Data: 2015-04-23 11:09:37
Temat: Re: Kiedy ziemniak zabija?
Od: Jarosław Sokołowski <j...@l...waw.pl>
Pokaż wszystkie nagłówki
Pan Stefan napisał:
> Downo temu, pieklim ziemniaki w popiele, matula nam dupy złoiła bo my
> podbirali takie ładne grule i dała takik psich gówien, co to nawet świni
> do parnika nie dają. Ale my je upiekli i zjedli. Steckom koło nas szedł
> taki turysta i mówi coby zjodł se pieczonyk ziemniaków, my już je zjidli
> ale łon chycił sie za skorupy i jodł jakby nic w pysku krom moskola ni mioł.
> A potem założył Frondę...
Też jak sobie przypomnę, z jaką to czułością i delikatnością traktowano
grule sercówkami, to mi się takie jakiesik ciepłe w nuku robi i po całym
ciele zaraz rozchodzi.
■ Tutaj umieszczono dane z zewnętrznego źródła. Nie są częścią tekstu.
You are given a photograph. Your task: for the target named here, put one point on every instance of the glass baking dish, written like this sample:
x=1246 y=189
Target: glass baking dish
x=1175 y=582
Nijak tego porównać do brutalnego mycia w bębnie.
A te wszystkie woreczki, torebeczki, siateczki, to takie zniewieścienie,
że potrzeć na to nie idzie. Po męsku bulwy, łubudu przez okienko do
piwnicy -- to rozumiem!
Jarek
--
Jadłem ci ja w Bukowinie kapuśniak gorący
i patrzałem po dolinie na wieczór cichnący.
Jadłem ci ja na Głodówce grule z czarną solą,
pomyślałem, jak tak Bóg chce to niech mnie zabiorą.